As someone else has pointed out above there's nowhere for the wheels to go. The wheels are tiny, meaning that small bumps will be felt more- and also increasing the number of revolutions needed to cover a certain distance, increasing wear. As for their claimed improvements in "efficiency" have they heard of aerodynamics?
Also, it looks very much like you can't see where you're actually going, just to the side of where you are. And what if you don't know where you're going? You know, if you're looking out for a business whose name you can't remember- but you'll know it when you see it.
And they appear to be pushing hub motors as a new, innovative tech when Porsche did it about a hundred and eleven years ago.
Well, leaving aside the hideous design, does voice control really appeal to anyone other than science-fiction writers who need characters to speak commands so that the audience will know what is being asked of the computer? Cars are like tools - physically operated and thus regarded by the brain as an extension of the body, and consequently much more controlled and controllable.
But, of course, that depends on understanding why cars exist - usually because there isn't any public transit or because the driver wants more personal control. Something like that monstrosity, where you step in and say where you want to go, is basically personalized public transit, and if there are going to be advances, one hopes it's there (energy efficiency, etc). For anyone who wants their own personal transport vehicle under their own personal control, voice commands might make sense for computing on the go, but mostly just seem stupid.

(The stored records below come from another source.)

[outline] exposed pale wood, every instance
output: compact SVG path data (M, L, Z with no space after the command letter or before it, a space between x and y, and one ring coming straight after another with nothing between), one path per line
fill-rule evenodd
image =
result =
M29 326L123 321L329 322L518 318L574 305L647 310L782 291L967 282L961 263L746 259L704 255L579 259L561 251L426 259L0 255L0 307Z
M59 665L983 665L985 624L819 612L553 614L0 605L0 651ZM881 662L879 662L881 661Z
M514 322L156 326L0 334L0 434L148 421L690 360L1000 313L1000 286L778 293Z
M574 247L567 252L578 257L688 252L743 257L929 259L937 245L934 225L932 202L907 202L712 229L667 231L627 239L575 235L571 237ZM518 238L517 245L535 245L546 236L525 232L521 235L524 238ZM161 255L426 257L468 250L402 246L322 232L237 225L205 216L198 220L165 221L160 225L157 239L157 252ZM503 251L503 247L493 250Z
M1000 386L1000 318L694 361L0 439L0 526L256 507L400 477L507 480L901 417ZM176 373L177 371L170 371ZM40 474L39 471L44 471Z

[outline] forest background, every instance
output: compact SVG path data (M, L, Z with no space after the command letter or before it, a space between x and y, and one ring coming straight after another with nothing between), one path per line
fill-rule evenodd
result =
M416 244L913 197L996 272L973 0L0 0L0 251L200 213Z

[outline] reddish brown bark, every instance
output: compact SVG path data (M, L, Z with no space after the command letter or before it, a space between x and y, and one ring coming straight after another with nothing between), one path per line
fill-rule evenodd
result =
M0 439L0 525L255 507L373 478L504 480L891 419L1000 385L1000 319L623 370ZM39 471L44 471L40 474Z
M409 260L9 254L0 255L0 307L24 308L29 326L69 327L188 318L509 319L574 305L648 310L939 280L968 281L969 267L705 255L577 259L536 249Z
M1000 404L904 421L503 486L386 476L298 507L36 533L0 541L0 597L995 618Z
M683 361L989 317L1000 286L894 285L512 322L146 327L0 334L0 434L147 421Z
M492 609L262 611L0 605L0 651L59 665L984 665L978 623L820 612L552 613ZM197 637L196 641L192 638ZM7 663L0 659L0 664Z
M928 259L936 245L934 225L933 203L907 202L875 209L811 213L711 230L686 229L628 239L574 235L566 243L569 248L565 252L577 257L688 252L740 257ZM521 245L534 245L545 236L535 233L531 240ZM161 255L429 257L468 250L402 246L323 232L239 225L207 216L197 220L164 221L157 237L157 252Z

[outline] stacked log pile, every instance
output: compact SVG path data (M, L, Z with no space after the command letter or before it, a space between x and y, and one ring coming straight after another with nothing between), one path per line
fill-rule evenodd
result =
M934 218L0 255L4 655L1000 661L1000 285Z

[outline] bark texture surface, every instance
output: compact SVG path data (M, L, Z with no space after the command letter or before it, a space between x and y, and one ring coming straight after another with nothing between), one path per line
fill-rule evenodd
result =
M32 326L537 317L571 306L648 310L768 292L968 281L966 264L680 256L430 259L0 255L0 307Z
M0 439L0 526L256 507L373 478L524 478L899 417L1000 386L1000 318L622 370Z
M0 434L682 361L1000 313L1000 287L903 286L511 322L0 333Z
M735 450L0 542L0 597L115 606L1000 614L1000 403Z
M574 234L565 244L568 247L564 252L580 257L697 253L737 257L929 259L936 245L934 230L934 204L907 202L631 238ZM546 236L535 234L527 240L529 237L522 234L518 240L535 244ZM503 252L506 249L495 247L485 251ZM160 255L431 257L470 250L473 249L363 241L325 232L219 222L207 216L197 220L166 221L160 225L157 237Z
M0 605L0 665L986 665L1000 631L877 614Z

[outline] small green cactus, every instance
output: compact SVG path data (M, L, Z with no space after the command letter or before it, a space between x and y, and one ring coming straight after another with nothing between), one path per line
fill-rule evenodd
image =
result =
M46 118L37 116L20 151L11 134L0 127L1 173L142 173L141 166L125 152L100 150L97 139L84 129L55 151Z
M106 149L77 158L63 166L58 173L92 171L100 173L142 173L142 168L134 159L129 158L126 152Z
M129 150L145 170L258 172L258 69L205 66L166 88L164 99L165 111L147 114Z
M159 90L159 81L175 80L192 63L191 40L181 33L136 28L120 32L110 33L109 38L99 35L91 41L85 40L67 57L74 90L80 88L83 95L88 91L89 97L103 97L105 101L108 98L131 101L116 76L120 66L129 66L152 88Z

I'm glad that there are people out there prepared to think for longer than 2 seconds about what the future of private transport may look like and serve as. Because, judging from the pathetic comments from the utter cretins above, we would still be sitting in nothing more advanced than a 1900 Daimler. Clueless luddites. The world turns round the sun you know. It's not flat either. And there are no witches beyond Hereford too.
When you've stopped picking at the scabs of your knuckles from where they've been scraping the ground, just try and think for a moment. Consider the stress and risk placed on you and other people when you mindlessly travel from point to point, demonstrating to the world your substandard abilities behind the wheel. Try and think about the fact that driving for pleasure went sailing out the window in most countries many years ago. Consider that all those hours you waste being bored, annoyed and embarrassed could be spent doing something productive in work, family or social perspectives. Now you may begin to understand that vehicles in the future will change. Not necessarily into this Utopian greyboxmobile (emotive needs of owners will be pandered to, which sadly means we will be suffering the delicate egos of BMW owners for some time to come for example), but as a carriage to take you to another place in safety while allowing you to get on with other tasks at the same time.
So before you embark yet again with your parrot squawkings on software/crashes/fugly/ (what is this abomination of the language? Grow up for heaven's sake!) I-have-no-brain-and-so-will-compare-to-my-1997-Mondeo, do try to understand the wider context of personal transport. Or better still, have a go at creating a vision yourself with the crayons your mummy gave you yesterday.
Rant over? I haven't even started sunshine.